When I was studying electronics at my university there were 3 possible minors you could choose from: manufacturing, communications and control. I chose control as it was the one that most appealed to me, I also figured it was where I would get the most embedded development experience, my university hadn’t figured out a program specific to embedded design by then. I loved it, it was so much fun to get to see things moving, to get to influence physical variables I could experience. I have always been a fan of experience, and there was a peculiar tradeoff in that focus, I ignored theory. I loved programming, building circuits, calibrating them to get them to work better, but I never spent that much amount of time learning the math behind it all. Needless to say, I did study it, just not with so much passion as I did debugging my code or connecting things to other things.
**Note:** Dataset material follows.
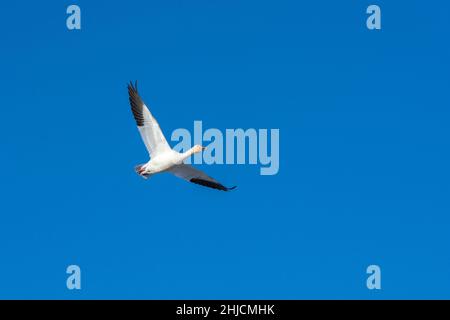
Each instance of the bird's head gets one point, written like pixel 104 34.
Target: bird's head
pixel 198 148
By the time I finished college I had been working as a technician for a company called Pegasus Control for about two years, when I finished they offered a position as a development engineer and I took it. Ironically enough, I didn’t again do much actual control. The systems we made did have some control features, but not the type where you have to use Matlab and spend hours figuring out coeficients, it was mostly measurement, and I enjoyed it all, but the little theory I had left got hidden in some corner of my brain.
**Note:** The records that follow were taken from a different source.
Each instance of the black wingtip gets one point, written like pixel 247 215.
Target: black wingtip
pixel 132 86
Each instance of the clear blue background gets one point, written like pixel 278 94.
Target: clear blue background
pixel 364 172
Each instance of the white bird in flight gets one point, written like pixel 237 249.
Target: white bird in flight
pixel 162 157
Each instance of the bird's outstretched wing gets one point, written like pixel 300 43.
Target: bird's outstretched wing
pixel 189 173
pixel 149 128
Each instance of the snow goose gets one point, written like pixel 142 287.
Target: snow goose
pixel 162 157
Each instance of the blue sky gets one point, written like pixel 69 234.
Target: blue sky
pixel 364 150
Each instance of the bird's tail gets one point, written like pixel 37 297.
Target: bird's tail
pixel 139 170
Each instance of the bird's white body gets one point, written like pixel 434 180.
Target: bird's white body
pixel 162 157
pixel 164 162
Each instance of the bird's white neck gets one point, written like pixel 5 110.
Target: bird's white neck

In my current position I am now developing an actual motor control application and having to undig all those memories. I can handle all the programming, I understand the system concept, the inputs, outputs, I have basically built the whole system, but now I need to program some actual math into the thing. I’ve been reading application notes, books, etc. I have also found that there is enough code out there for me to reuse and simply ignore I don’t fully understand the math and now I’m wondering, should I? When I was learning programing I learned about this great concept called reusability, then, in the work place, reusability was the way to go, save time and get the product out the door as soon as possible. I then jumped from reusing to forcing others to reuse: “use this code, it works, don’t worry about it”. Now I’m back in the position where I can choose to reuse ignoring how it works, and I’m bothered byt it. I wasn’t bothered when my boss was breathing down my neck expecting everything to be before schedule (that is, when there actually was a schedule), but now I am, I know if I paste that function there it’ll work, it was written by a fellow who knows more about tha subject than me, and if I could dig out all these memories I have of my control theory, instead of painfully reading about them all again, I could get this thing done tomorrow and move on to the next project. I wish I had been a little more academic back then.
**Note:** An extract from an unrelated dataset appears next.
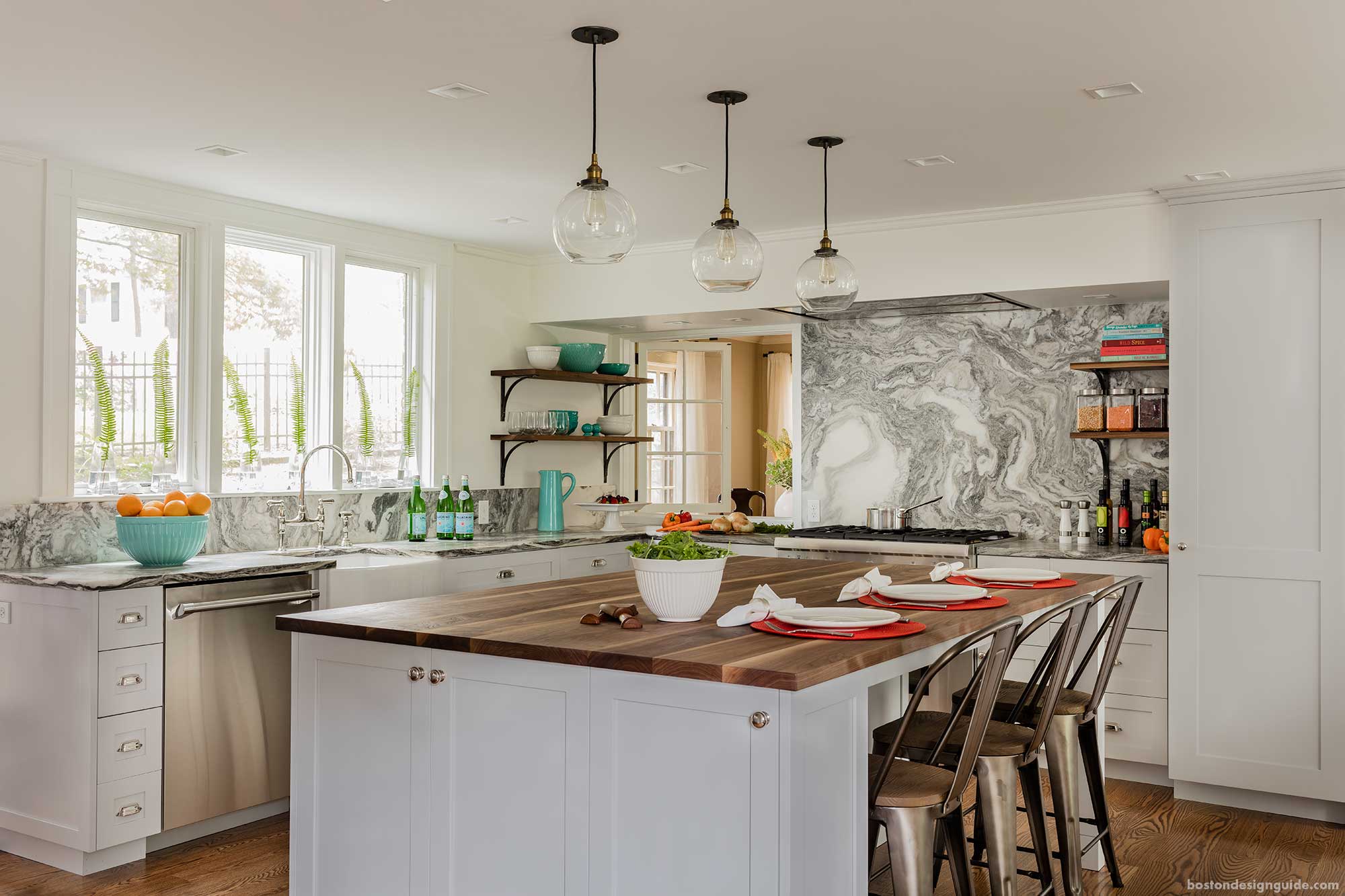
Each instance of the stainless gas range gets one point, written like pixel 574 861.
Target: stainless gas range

About a week ago a ran into my control professor from college, a really great teacher who has been teaching at my university for a lot of years. He is a control PHD. He was the one that motivated me to learn VHDL almost entirely by myself one semester just to see if I could implement a control system in an FPGA and thanks to whom I almost broke a laboratory bench trying to the position of control a 90 volt DC motor (I got some cool bruises as well). I told him that now I am working with real control and that I was really having fun with it and that if he was interested I could go to his class and talk to the students about the experience or maybe even colaborate on getting to do an actual motor control project (or some part of it) as interns. Turns out the university dropped the control program, now they are just getting one introductory control subject as part of the basic curriculum and that is it. I was sad to know this, I think he also is bummed out about it. Now they are focusing on teaching the students the immediate skills they need to actually get a job. This makes a lot of practical sense, I am quite sure that most of the skills I use for my day to day job were learned being an intern/technician and then in my first years as an engineer. But I learned them, it was just a lot of work. I wonder if I could have learned control that way, at this moment I am able to study back all this theory, because I took some subjects that covered all that material, now I am just remembering. Technology moves at such a fast pace I am concerned that adjusting college plans to the more recent trends will start to take the focus out of the basic theory that is behind all that we do. Maybe in the near future, there will be so much knowledge just on the embedded software world that a new college program will have to be made. Maybe some universities are already doing it. Maybe in time, theory will be only thought in higher degree programs, maybe only PHDs will know how to design transistor circuits in the future. Maybe I’m just exagerating…I usually am. What do you think?